Par rapport à Dürer et Holbein, Cranach ne chercha pas à s'orienter vers l'art de la Renaissance en préférant refléter un esprit gothique dans des scènes souvent touffues mais l'archaïsme exhalé par cet artiste a néanmoins donné un charme spécial à ses Madones au teint clair, vêtues suivant la mode guindée de la cour de Wittenberg.

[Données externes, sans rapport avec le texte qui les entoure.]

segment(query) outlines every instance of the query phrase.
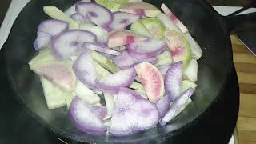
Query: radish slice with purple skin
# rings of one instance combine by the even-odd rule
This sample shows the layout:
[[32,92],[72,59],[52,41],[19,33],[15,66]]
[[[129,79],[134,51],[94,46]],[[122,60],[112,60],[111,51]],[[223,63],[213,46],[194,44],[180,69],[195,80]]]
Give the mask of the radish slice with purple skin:
[[98,86],[103,90],[116,92],[120,87],[129,86],[135,77],[136,72],[134,68],[122,70],[100,79]]
[[120,88],[111,118],[110,133],[128,135],[156,126],[158,111],[148,100],[127,88]]
[[170,65],[165,77],[165,88],[170,94],[170,100],[174,102],[180,95],[182,78],[182,62]]
[[188,89],[176,101],[174,102],[166,114],[161,120],[161,126],[165,126],[169,121],[172,120],[177,115],[177,112],[182,108],[182,106],[188,99],[190,98],[194,92],[194,89]]
[[111,12],[104,6],[94,2],[79,2],[76,11],[92,22],[103,28],[108,27],[113,21]]
[[51,51],[58,59],[67,59],[83,50],[84,42],[95,42],[96,35],[82,30],[69,30],[56,37],[51,43]]
[[38,37],[34,46],[36,50],[50,44],[52,38],[68,29],[69,24],[64,21],[48,19],[41,22],[38,28]]
[[102,121],[78,97],[75,97],[70,106],[71,122],[80,130],[92,134],[103,134],[106,127]]
[[150,58],[163,53],[167,47],[164,40],[148,38],[142,42],[127,45],[130,54],[134,58]]
[[110,28],[112,30],[118,30],[126,27],[138,19],[140,19],[142,16],[140,14],[116,12],[113,14],[113,18],[114,19]]
[[120,52],[111,50],[110,48],[109,48],[104,45],[98,45],[98,44],[94,44],[94,43],[85,42],[82,44],[82,47],[86,48],[86,49],[90,49],[92,50],[105,53],[105,54],[111,54],[111,55],[119,55],[120,54]]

Cranach peignit aussi de nombreux nus dans des petits formats sur fond de paysage ou sur fond noir dont certains se sont timidement rapprochés de l'art italien comme la Vénus debout de 1509 ou la Nymphe de la source de 1518 (Leipzig) inspirée de la Vénus couchée de Giorgione alors que les panneaux d'Adam et Eve (Brunswick) se rapprochent de ceux de Dürer. On peut également penser qu'il ne resta pas insensible devant des nus peints par Hugo Van Der Goes ou Hans Memling dont le nu représenté dans le triptyque de la Vanité terrestre et de la rédemption céleste (vers 1485, Musée des Beaux-Arts de Strasbourg) aurait pu servir de modèle à ses Eve ou Vénus.
Venus
L'idéal de beauté de Cranach fut à certains égards exceptionnel pour le 16e siècle à travers la représentations de silhouettes frêles et des fillettes à peine formées, aux ventres rebondis et aux tailles serrées nanties d'une carnation claire et dont les corps dessinaient une ligne gothique très onduleuse, le peintre se servant d'un pinceau assez lascif pour ajouter des bijoux, des chapeaux ou des voiles transparents en se montrant à cet égard comme l'initiateur de la peinture scabreuse développée par Balthus au XXe siècle.
Venus et Cupidon
Il est aussi vraisemblable que Cranach fut impressionné par les tableaux de Jérôme Bosch lors de son séjour aux Pays-Bas puisque certaines de ses figures nues présentent d'étranges analogies avec celles de ce dernier.
Venus
Les Vénus de Cranach ont un type très caractérisé qui permet de les reconnaître d'emblée avec leur font bombé, leurs yeux bridés, leurs cheveux blonds crêpelés, leurs petits seins, présentées dans une attitude légèrement hanchée, avec des jambes longues et fluettes, de grands pieds plats en patte d'oie portant pour tout vêtement un voile transparent avec un collier au cou et parfois, par dérision, un chapeau de cardinal sur la tête. On a été souvent étonné de constater que ces nus plutôt disgracieux, alternant avec une imagerie protestante assez grossière selon le propos d'E. Zarnowska, aient pu autant séduire les citoyens de Wittenberg et d'une partie de l'Allemagne durant le 16e siècle mais il faut croire qu'elles avaient un charme tout germanique qui fut exalté notamment à certaines périodes de l'histoire de l'Allemagne et tout récemment durant l'ère hitlérienne.